Tag Archives: Cross-training

A week of cross-training

My plan: A week of cross-training to allow my hip, which has moved from stubbornly sore to possibly injured, time to heal. I hope to swim, bike and row my way through a running-less week, losing none of my running fitness in the process.

Sound like I’m dreaming? Hey, it worked for Alberto Salazar!

The running legend qualified for the Olympic team in the 10,000m in 1980 after taking a two-month hiatus from running, relying on swimming as his primary activity following an IT band injury.

This, according to a great spread about cross-training in this month’s Running Times. The feature also includes some helpful tips for rowing, which I’ve been trying to incorporate based on suggestions from the FIRST training program.If you’re using an “erg,” as the rowing machines at the gym are apparently called, you may want to read the whole RT story.

The takeaway: According to former college rower Kelly Johnson, who’s quoted in the story, proper technique involves making sure you’re isolating your three major rowing muscle groups, and engaging them in the proper order: your leg muscles first, then your back, then your arms. Also, she says most people find a stroke rate of 18 to 26 comfortable.

I also might give cycling another try. I was pretty hard-core about cycling when I first started my hip-injury recovery, going on enough long rides to purchase two pairs of hideous padded bike shorts. Almost as soon as I bought them, biking became painful, too, and if I’m gonna hurt myself, I’m gonna hurt myself doing something worth the pain — i.e., running. But writing a story for Kickstand magazine, a cool mag about cruiser bikes that debuted this month, may have inspired me to give low-key, easy cycling a try.

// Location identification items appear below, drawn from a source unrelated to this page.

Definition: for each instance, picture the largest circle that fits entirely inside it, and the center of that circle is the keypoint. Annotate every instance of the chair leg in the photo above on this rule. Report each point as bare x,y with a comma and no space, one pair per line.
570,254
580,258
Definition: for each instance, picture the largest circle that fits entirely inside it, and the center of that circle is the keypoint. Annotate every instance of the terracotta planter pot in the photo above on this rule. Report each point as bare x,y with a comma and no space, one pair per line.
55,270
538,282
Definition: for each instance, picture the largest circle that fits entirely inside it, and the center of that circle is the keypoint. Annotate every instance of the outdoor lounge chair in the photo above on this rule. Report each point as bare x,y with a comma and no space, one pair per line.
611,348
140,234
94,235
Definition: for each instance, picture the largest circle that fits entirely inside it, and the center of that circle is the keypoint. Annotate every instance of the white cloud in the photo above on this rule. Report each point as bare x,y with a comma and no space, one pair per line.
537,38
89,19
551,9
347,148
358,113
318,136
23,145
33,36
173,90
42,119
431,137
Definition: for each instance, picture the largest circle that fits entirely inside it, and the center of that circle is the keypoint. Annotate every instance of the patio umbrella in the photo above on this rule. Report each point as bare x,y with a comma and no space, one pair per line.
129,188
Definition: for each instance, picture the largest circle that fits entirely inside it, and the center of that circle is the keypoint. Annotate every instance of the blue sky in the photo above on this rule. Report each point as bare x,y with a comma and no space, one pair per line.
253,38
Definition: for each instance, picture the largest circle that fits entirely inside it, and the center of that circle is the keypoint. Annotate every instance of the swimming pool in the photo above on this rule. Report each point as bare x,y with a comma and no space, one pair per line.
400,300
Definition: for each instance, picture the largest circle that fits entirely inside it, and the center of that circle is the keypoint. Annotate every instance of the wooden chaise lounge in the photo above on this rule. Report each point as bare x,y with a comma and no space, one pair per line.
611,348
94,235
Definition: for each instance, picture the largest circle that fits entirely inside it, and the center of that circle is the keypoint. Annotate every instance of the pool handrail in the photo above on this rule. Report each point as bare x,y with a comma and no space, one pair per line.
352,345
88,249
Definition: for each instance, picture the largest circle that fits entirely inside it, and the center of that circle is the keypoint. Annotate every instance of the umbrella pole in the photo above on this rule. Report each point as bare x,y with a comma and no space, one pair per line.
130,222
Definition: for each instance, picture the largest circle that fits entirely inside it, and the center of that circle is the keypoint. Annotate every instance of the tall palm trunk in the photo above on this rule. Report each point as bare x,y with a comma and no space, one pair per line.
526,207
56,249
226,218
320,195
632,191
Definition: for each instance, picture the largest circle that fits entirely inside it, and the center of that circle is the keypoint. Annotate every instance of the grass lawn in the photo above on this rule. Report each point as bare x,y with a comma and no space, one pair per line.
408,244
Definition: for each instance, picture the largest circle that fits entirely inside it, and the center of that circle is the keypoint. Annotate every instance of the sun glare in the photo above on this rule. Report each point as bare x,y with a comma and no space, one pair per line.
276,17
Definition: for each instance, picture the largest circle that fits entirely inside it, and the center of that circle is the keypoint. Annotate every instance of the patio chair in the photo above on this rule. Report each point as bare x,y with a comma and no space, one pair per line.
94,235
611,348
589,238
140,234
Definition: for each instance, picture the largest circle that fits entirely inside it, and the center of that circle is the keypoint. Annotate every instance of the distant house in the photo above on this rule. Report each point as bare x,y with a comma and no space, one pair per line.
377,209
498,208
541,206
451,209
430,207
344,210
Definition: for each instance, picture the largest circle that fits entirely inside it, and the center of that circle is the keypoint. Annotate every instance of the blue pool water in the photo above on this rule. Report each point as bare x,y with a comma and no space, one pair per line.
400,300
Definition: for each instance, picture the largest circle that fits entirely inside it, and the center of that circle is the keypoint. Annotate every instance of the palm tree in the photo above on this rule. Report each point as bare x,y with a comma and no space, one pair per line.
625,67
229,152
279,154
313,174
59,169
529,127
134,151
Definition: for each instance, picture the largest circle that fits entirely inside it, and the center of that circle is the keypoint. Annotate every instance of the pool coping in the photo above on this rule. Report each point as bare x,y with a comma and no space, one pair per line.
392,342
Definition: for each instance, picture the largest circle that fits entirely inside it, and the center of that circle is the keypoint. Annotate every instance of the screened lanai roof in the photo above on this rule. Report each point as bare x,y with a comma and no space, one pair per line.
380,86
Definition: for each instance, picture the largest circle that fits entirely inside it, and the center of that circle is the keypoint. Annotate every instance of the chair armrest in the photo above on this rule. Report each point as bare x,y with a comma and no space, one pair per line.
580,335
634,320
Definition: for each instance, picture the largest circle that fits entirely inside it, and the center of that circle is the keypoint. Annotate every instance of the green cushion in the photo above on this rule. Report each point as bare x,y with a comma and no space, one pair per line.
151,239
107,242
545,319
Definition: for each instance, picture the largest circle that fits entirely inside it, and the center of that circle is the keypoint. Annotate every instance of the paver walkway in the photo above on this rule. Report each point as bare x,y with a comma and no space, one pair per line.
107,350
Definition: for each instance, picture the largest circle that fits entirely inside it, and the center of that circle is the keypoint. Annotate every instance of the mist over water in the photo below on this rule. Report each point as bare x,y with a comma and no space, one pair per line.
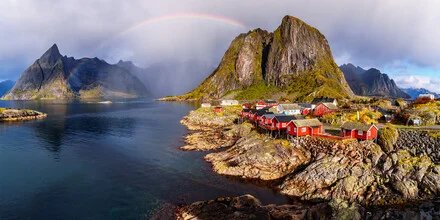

My story was about Robin Little, owner of Bikes and Bites, a cruiser-bike rental company, who says: “We’re not doing this as an ‘Oh my God, how are we going to make a living’ venture,” Little said. “We just want to see how a two-wheel cruiser bike can contribute to the betterment of our city. When you’re motivated by passion and fun, it’s always easier to wake up in morning, no?”

And, of course, swimming. Here’s what I’m hoping the next several days look like:

Today: Swim 3,000 yards, lift (only exercises from my old physical-therapy routine for legs)

Friday: Swim 3,000 yards

Saturday: Lift, swim 4,500 yards (last long-ish swim before the Bay Bridge Swim!)

Sunday: See if Steve will take a long bike ride with me, or row 30 minutes

Monday: Swim 3,000 yards

Tuesday: Try running again. If my hip still feels as bad as it does now, it’s time to see the doctor again.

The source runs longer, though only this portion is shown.